"If Christ appeared to me, would I see Him for who He is, or would I be blinded to the truth? Would I even know Him? If only I would always treat others as I would Christ, then I should never have reason to be reproached."~December 26, 2009From my Bible study notebook
"Judge not, that you be not judged. For with what judgment you judge, you will be judged; and with the measure you use, it will be measured back to you. And why do you look at the speck in your brother's eye, but do not consider the plank in your own eye? Or how can you say to your brother, 'Let me remove the speck from your eye'; and look, a plank is in your own eye. Hypocrite! First remove the plank from your own eye, and then you will see clearly to remove the speck from your brother's eye" Matthew 7:1-5.
Modesty is more an issue of the heart then a stern dress code. I can wear a sack that covers everything from my neck to my ankles but still be immodest. Immodesty is about attitudes of the heart, actions, and words that come from a sin filled heart. Thus, in matters of immodesty, I am just as guilty as anyone. How then can I judge?
I would be the first to admit my unfaithfulness in always living by God's principles. I have lied, talked ugly, disobeyed. I have judged others and been a hypocrite. I am not perfect, so why do I hold others to standards so high that I myself cannot keep them? And if they fail, I grind them into the dust with my thoughts and maybe even my words?
God holds everyone to very high standards. In fact, His standards are much higher then mine. Yet, He knows mankind. He knew we would fail because we are sinners. That is why He sent His Son, Jesus, to die for us.

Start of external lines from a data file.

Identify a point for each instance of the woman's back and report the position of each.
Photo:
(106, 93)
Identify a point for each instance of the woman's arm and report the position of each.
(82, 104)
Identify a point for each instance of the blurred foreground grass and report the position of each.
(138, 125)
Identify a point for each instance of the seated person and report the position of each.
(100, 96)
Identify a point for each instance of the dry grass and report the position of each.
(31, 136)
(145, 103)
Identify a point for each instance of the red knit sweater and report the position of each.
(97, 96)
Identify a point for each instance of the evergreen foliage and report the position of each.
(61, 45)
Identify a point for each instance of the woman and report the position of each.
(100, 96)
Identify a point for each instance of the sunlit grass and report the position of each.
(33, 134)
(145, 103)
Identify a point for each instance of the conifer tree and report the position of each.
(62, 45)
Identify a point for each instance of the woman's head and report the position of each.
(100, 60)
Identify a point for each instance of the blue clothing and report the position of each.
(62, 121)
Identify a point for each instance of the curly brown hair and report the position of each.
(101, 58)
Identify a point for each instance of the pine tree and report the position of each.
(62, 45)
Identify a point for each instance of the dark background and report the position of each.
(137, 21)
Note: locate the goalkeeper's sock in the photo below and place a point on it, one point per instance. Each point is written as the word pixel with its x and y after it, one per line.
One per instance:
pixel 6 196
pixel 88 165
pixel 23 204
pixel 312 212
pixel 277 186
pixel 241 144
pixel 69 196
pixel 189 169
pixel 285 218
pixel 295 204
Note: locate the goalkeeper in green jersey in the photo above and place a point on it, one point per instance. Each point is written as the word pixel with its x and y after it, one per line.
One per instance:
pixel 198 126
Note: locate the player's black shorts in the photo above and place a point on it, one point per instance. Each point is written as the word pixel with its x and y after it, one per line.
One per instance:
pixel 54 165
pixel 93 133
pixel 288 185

He knew we would never measure up, but He loved us anyway.
My job is not to judge others faults, to condemn them. That is God's place. I am to live by God's standards to the best of my abilities, and while I can hold God's standards up for others to see and encourage them in keeping those standards, I cannot rightly judge them. "For all men fall short" (Romans 3:23), the Bible says. Even me. Especially me!
The next time I am tempted to judge another for his or her "sin," I am going to remember the planks in my own eyes and not expect perfection from them, because on earth perfection is unattainable. When a girl walks into church wearing something less then modest, I want to remember Matthew 7:1-5, and examine myself with all honesty. I want to encourage her to live by God's principles, and humbly ask her to encourage me to do the same. We must always remember the planks in our own eyes. For how can we possibly see well enough to judge others when there is no way we can clearly see the specks in their eyes for the boards in our own?